Eines Tages lag eine Postkarte aus Puerto de la Cruz zwischen den vielen Rechnungen und Werbeblättern in Linas Briefkasten. Frau Schauer hatte in echt krakeliger Schrift geschrieben:
„ Meine liebe Frau Siebenborn,
ganz herzliche Grüße aus dem sonnigen Teneriffa sendet Ihnen
Frau Schauer.
P.S: Sie sollten umgehend einen Termin mit Herrn Rechtsanwalt Murmelmann vereinbaren. Die Sterne stehen gut für die Chance Ihres Lebens…“
Das war alles gewesen. Lina hatte zuerst einen Schreck bekommen. Was wollte die alte Dame ihr damit sagen? Aber dann ging alles ganz schnell. Und jetzt war Lina eine echte Kaffeehausbesitzerin. Und eine Wohnung (mit Balkon) nannte sie auch ihr Eigen. Und einen Garten, direkt angrenzend an den wunderschönen Kurpark. Plus Parkplätze, die waren auch wichtig! Naja, das war nun nicht gerade ausschlaggebend. Aber immerhin. Es gehörte alles IHR, Lina Siebenborn. Nicht schlecht für eine ehemalige „Tippse“ mit Mietwohnung in Frankfurt-Bornheim, oder?
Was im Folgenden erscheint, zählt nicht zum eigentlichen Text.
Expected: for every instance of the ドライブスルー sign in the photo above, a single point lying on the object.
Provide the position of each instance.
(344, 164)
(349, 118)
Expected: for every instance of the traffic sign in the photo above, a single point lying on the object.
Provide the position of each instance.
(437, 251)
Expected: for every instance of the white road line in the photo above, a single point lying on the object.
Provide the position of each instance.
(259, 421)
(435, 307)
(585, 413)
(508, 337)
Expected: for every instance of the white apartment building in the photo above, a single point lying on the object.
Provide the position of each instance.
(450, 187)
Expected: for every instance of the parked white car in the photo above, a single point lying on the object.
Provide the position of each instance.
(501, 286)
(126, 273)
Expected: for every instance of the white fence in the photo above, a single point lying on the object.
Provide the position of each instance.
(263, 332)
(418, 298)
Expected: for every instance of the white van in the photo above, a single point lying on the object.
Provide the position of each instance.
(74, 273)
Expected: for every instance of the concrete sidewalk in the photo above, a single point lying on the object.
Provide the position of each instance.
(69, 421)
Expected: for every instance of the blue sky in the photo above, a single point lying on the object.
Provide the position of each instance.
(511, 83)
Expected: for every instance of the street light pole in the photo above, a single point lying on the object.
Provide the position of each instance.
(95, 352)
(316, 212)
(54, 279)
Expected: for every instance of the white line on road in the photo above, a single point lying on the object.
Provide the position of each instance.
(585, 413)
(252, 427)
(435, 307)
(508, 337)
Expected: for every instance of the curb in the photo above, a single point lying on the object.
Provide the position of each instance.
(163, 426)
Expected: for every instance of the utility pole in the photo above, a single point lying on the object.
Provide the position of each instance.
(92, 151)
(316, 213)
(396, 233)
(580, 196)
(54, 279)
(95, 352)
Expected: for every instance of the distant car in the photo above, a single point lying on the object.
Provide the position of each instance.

Doch noch immer wusste sie nichts mit dem angebrochenen Silvesterabend anzufangen. Also zappte sie sich eher lustlos auch durchs Programm, vermutlich genauso wie Jan im gleichen Moment. Was für eine soziale Armut! Jeder saß allein zuhause auf der Couch, niemand wollte mehr heutzutage Kompromisse schließen, weder beim Fernsehprogramm noch beim Schlafen. Das moderne Individuum besteht zu jeder Zeit auf seinen gewohnten Komfort.
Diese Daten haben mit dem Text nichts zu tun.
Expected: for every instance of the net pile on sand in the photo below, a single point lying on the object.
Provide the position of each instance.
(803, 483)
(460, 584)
Und eigentlich musste Lina sich eingestehen: Sie war im Prinzip nicht anders als Jan. Auch sie hätte an diesem Abend nicht gerne bei ihm übernachtet. Die Zeiten wild zerrütteter Laken war ohnehin vorüber, aus den stürmischen Nächten der Vergangenheit war irgendwas Schnelllebiges geworden, eine Art bettmäßige „5-Minuten-Terrine“ – will heißen, in fünf Minuten fertig, allerdings nicht ganz so heiß. Auch deshalb wollte sie lieber in ihren vier Wänden bleiben, in ihrem eigenen Bettchen schlafen (die Matratze hatte einen speziellen Zwischenhärtegrad, extra für sie angefertigt!) und morgens wie gewohnt den ersten Blick auf den so friedlichen Kurpark werfen, der jeden Tag anders, jedoch immer gleich schön aussah.
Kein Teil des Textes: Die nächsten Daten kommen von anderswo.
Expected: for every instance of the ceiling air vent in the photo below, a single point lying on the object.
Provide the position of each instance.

In Schotten wäre ihr Blick stattdessen zuerst hinüber zu Tonjas Hexenhäuschen gegangen. Fachwerk am frühen Morgen und die Tatsache, dass Jan einfach lieber in ihrer Nähe sein wollte. Da konnte frau schon mal die Lust auf den oder die sonst übliche(n) Latte am Morgen verlieren. Aber das sollten wir jetzt nicht vertiefen.
Wie immer liefen im Fernsehen Wiederholungen: alte Tatorts, noch ältere Pilchers, hier und da ein Quiz (Menschen, Tiere, Gesundheit, Länder, Millionen), Reisemagazine (fast alle schon gesehen, mehrfach), Reportagen aus der Zeit vor, während oder nach dem Zweiten Weltkrieg, wissenschaftliche Szenarien von einer Erde ohne Menschen, einer Menschheit ohne Wasser oder das neueste zum Thema Fett. „Fett“ lief immer irgendwo, ein schier unerschöpfliches Thema. Aber Lina wollte mit Fett nichts mehr zu tun haben. Weder im realen Dasein, also auf ihren Hüften oder sonstwo, noch im virtuellen Bereich. Vom Fett hatte sie gründlich die Schnauze voll. Genau wie vom Fernsehprogramm.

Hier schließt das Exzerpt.